Africa’s stagnation highlighted in a high-profile report
BY ALAN GREEN
Titled “A decade of African Governance,” the tenth Ibrahim Index of African Governane (IIAG) was released in London Monday. The IIAG, which measures the quality of governance in all African countries annually, is based on data from multiple sources aimed at providing a reliable picture of governance in Africa.
The report provides a rather gloomy picture of governance in Africa over the past decade on a range of criteria on which it ranks the countries, including the rule of law, free elections, economic performance, among others.
According to the report, the continent’s decline is most remarkable in the index’s “Safety & Rule of Law” category.

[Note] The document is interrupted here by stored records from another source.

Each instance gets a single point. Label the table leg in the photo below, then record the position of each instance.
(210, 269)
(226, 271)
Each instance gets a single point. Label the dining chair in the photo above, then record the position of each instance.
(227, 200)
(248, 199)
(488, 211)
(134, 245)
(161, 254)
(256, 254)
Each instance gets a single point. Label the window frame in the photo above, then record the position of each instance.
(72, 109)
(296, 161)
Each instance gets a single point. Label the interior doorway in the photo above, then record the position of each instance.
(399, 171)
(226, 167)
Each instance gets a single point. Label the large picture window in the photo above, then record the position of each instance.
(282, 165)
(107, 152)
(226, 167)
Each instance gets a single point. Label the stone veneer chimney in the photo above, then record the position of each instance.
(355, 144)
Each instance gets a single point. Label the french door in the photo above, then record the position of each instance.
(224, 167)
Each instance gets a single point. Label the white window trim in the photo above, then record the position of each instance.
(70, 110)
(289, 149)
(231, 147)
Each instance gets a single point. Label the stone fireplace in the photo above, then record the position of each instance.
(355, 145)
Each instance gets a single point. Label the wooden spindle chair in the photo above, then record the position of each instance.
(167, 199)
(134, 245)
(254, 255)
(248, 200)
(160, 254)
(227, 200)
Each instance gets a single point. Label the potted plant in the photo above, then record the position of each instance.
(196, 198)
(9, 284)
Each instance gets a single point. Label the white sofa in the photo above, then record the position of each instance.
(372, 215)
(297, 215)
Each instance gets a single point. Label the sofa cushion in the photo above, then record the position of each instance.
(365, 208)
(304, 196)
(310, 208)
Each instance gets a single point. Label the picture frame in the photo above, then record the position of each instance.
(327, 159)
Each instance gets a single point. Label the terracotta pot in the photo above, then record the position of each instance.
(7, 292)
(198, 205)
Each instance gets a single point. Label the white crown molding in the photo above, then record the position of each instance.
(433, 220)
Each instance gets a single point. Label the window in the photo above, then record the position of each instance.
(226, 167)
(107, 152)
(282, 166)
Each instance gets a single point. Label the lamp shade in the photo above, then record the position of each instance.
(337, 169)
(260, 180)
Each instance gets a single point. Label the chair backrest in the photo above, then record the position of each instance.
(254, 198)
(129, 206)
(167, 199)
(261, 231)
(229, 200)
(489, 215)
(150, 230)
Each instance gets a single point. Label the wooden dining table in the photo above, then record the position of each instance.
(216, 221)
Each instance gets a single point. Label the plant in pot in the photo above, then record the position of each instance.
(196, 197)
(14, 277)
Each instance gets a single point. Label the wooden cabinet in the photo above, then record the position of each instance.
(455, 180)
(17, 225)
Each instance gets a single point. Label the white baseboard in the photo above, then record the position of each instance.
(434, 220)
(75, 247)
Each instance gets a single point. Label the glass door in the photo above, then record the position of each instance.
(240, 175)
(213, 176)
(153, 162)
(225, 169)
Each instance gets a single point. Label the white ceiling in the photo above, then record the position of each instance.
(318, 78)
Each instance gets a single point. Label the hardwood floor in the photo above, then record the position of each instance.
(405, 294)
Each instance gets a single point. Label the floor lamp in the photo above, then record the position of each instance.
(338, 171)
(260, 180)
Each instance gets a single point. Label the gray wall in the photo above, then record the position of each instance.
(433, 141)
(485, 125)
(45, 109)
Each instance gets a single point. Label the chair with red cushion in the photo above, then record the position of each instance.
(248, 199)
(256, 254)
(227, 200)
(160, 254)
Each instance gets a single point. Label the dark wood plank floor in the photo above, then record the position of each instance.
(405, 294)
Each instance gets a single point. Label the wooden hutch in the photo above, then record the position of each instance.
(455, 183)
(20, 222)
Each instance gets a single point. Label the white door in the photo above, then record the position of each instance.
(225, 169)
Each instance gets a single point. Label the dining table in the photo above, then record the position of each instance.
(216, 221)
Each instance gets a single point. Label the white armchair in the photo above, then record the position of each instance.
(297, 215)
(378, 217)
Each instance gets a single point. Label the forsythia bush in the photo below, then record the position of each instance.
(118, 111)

While small countries such as Botswana, Cape Verde, the Seychelles, Namibia and Mauritius have done well, with scores that put them at the top, larger nations such as Ghana and South Africa have received lower scores than in previous reports in nearly every category. The last in the class are war-torn countries including South Sudan, Somalia, Burundi and Libya.
Overall, based on the cumulative index for the whole of Africa, the continent’s score in terms of governance has gone up by a meager one point over the past decade, but the majority of African nations have scored worse than ever in the past three years in the areas of safety and rule of law, that is national security, the judicial system, accountability and personal safety.

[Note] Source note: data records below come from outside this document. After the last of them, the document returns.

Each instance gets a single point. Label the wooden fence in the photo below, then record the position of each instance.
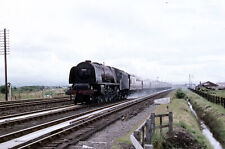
(142, 137)
(212, 98)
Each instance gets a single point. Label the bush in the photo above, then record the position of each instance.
(180, 94)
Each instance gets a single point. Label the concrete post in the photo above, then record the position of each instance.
(148, 146)
(148, 135)
(170, 122)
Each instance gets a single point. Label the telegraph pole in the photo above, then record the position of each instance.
(6, 86)
(5, 51)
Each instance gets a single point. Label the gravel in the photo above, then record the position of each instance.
(121, 128)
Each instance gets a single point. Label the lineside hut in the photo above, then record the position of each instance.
(208, 85)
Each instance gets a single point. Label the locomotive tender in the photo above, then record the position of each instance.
(97, 83)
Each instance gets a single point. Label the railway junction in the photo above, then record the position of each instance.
(61, 124)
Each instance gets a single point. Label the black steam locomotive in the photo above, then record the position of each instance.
(96, 83)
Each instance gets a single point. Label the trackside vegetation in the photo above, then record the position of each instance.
(29, 92)
(212, 114)
(187, 133)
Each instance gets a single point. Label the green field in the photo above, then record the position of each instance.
(30, 92)
(220, 93)
(212, 114)
(183, 118)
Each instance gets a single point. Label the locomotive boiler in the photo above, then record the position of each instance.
(97, 83)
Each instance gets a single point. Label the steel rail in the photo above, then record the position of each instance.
(26, 104)
(10, 123)
(84, 122)
(30, 100)
(19, 133)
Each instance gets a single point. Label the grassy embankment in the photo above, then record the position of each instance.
(182, 117)
(212, 114)
(220, 93)
(29, 92)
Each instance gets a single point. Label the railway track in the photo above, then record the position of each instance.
(29, 100)
(15, 104)
(45, 133)
(30, 105)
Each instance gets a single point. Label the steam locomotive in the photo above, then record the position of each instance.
(96, 83)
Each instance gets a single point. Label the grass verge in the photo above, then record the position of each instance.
(212, 114)
(182, 118)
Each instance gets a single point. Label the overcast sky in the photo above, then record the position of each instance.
(164, 39)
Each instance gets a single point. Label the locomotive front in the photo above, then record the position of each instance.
(82, 77)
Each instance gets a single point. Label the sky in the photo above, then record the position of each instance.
(153, 39)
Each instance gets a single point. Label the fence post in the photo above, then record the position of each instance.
(148, 135)
(148, 146)
(224, 102)
(170, 122)
(152, 126)
(160, 126)
(143, 136)
(137, 135)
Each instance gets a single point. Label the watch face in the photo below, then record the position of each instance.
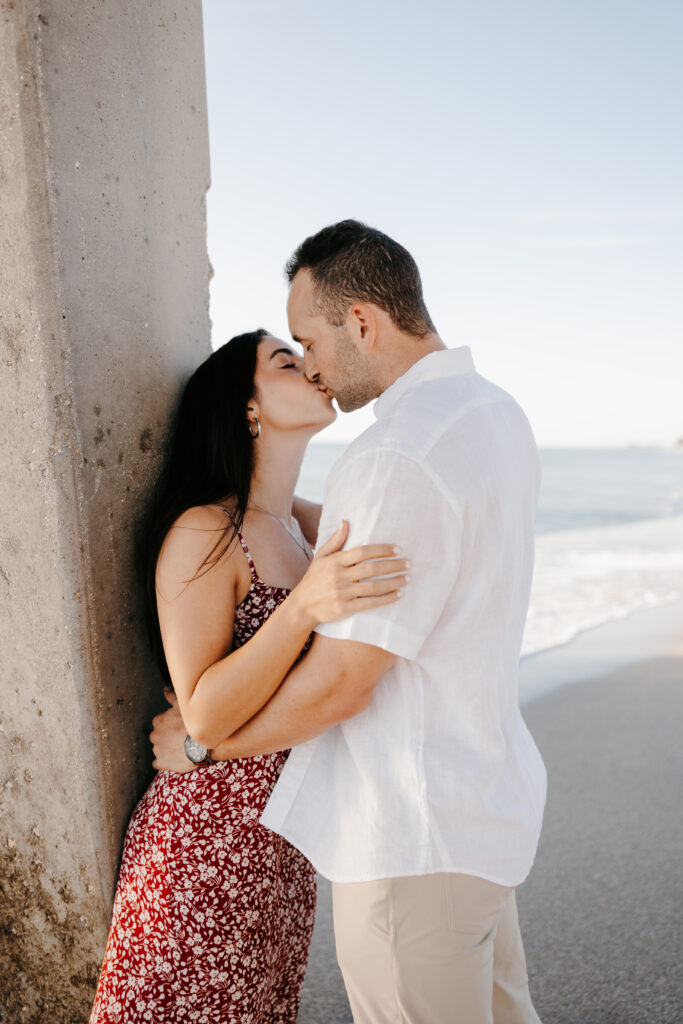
(195, 751)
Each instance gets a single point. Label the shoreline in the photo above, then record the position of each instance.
(611, 747)
(643, 635)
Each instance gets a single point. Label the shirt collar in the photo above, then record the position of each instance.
(443, 363)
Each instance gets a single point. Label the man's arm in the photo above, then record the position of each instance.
(334, 682)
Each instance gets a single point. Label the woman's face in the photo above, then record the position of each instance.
(286, 400)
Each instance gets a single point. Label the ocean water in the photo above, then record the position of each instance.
(609, 535)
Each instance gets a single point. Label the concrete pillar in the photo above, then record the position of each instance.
(103, 303)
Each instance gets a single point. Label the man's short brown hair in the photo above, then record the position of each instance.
(351, 262)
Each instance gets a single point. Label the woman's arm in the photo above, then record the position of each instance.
(219, 689)
(308, 514)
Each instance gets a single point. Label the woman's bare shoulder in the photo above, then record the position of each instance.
(190, 540)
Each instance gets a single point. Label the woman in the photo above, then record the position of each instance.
(213, 913)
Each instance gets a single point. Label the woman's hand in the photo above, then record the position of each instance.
(339, 583)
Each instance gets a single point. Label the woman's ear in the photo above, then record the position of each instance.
(252, 415)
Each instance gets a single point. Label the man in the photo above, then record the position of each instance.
(415, 786)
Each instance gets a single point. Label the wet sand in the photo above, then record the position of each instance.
(600, 910)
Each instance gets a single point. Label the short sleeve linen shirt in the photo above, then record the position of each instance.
(439, 773)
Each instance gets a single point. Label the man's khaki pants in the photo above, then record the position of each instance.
(431, 949)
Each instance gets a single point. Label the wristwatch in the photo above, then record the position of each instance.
(196, 753)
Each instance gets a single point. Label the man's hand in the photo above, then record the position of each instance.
(168, 737)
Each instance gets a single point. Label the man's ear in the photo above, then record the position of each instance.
(363, 325)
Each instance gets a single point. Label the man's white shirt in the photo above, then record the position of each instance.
(439, 773)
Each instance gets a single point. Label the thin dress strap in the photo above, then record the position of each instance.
(244, 545)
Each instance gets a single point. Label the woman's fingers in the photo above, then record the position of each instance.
(375, 588)
(365, 603)
(361, 554)
(378, 566)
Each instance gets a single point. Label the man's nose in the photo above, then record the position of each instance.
(309, 370)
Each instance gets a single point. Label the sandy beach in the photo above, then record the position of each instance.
(600, 910)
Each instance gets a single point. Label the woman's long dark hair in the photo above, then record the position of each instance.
(209, 457)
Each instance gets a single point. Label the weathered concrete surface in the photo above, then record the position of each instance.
(103, 311)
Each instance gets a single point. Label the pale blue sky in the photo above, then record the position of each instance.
(529, 155)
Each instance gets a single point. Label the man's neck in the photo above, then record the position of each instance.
(406, 352)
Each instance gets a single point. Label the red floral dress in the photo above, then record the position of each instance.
(213, 912)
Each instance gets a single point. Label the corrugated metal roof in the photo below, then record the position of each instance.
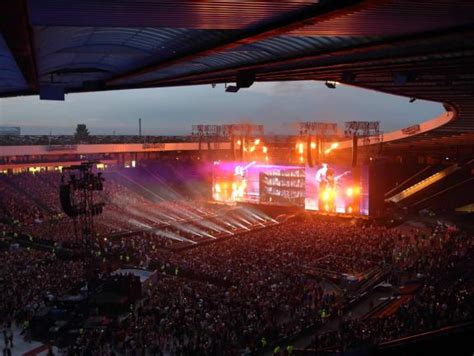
(258, 52)
(211, 14)
(62, 48)
(11, 78)
(394, 17)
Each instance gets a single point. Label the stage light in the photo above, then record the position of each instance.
(331, 84)
(325, 196)
(350, 192)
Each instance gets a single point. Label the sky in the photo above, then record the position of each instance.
(173, 111)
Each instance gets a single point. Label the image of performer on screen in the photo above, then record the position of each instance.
(328, 187)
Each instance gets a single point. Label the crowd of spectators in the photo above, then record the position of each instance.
(243, 293)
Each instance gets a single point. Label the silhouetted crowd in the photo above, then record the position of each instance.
(246, 292)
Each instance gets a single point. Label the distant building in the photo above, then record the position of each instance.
(10, 131)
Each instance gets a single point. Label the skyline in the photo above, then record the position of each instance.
(277, 105)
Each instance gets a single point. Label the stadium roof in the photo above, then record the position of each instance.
(419, 49)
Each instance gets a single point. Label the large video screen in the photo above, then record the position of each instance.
(337, 189)
(325, 187)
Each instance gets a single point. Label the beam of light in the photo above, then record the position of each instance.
(172, 236)
(141, 186)
(192, 230)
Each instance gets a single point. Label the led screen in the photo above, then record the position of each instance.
(325, 187)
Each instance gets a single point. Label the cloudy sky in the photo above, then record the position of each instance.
(174, 110)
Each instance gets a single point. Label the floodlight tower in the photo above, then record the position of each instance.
(79, 185)
(321, 131)
(365, 130)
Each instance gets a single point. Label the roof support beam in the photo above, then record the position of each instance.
(17, 33)
(298, 62)
(308, 15)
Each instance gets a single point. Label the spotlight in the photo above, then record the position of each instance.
(232, 89)
(331, 84)
(348, 77)
(350, 192)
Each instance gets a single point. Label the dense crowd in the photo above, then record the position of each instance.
(246, 292)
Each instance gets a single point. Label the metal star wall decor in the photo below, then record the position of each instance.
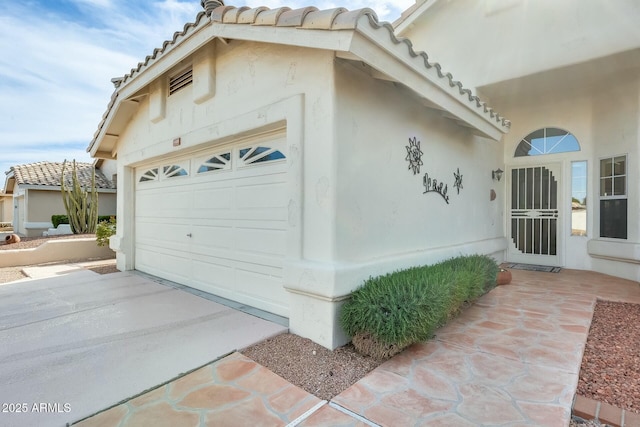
(414, 155)
(458, 180)
(432, 185)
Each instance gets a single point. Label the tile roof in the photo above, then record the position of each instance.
(303, 18)
(48, 174)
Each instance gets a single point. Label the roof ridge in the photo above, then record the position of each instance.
(308, 17)
(47, 173)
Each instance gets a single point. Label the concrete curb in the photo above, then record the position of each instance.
(65, 250)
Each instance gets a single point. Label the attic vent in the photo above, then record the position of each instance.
(180, 81)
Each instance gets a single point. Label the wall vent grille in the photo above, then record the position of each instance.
(180, 81)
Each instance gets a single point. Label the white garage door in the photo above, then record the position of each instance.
(216, 221)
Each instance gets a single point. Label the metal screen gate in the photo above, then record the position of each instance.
(534, 214)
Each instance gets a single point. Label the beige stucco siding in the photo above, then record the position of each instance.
(482, 42)
(382, 211)
(42, 204)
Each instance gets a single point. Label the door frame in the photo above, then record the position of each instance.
(512, 253)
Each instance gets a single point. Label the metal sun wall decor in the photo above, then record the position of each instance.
(432, 185)
(458, 180)
(414, 155)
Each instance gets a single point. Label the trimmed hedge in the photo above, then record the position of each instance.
(104, 230)
(393, 311)
(59, 219)
(64, 219)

An emblematic sign of Africa’s stagnation lies in the decline of the economy of South Africa, the continent’s most industrialized country which is now plagued with a 25% unemployment rate, students’ protests over fee increases, and voters’ disatisfaction with Mandela’s party, the one-time reputable African National Congress. Equally alarming is the fact that even among the higest-scoring countries, several have shown deterioration over the past ten years in the index’s rights category, with the deterioration in freedom of expression among a staggering 67% of the continent’s population.
The report notes a minor improvement in education, gender equality and health infrastructure, which the index’s founder, Dr. Mohamed “Mo” Ibrahim, sees as a sign of hope.

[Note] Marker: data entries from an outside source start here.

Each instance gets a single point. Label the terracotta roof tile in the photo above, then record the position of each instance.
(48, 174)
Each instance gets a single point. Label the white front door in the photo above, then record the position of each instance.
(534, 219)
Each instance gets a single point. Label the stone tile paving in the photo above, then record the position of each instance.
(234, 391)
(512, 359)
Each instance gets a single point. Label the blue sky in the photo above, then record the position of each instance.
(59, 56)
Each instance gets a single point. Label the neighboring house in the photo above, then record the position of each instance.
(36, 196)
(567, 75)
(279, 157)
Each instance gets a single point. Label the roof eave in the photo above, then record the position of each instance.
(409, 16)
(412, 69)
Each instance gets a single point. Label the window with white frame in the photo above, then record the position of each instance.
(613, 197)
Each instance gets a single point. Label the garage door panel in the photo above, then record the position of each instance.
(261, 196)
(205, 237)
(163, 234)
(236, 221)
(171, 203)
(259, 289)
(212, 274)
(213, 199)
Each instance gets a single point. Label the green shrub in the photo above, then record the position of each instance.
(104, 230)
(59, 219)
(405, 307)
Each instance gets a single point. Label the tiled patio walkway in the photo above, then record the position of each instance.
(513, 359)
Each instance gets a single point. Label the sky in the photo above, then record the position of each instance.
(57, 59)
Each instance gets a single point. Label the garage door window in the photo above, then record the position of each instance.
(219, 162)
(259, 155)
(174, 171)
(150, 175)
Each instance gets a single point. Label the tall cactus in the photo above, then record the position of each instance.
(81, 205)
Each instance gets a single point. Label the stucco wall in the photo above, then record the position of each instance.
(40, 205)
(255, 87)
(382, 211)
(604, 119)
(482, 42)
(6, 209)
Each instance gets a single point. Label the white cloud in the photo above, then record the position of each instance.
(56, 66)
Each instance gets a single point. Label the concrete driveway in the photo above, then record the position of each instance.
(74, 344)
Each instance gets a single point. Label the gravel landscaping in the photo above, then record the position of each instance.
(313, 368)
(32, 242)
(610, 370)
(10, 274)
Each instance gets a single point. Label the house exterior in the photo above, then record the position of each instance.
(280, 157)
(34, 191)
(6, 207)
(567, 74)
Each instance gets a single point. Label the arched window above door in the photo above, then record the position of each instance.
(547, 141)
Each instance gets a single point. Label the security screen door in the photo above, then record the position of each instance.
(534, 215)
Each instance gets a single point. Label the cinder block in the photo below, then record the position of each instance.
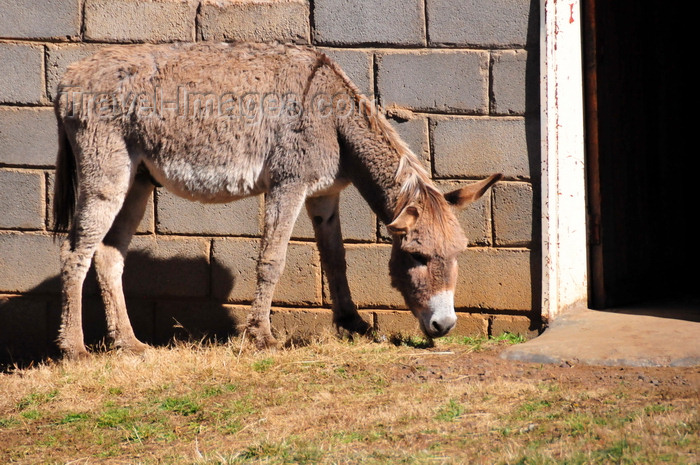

“Mo” Ibrahim is a Sudanese-British mobile communications entrepreneur and billionaire best known for the Mo Ibrahim Prize for Achievement in African Leadership which comes with an initial payment of whopping $5 million over a ten-year period, and $200,000 annual payment for life to African heads of state who deliver security, health, education and economic development to their constituents and democratically transfer power to their successors.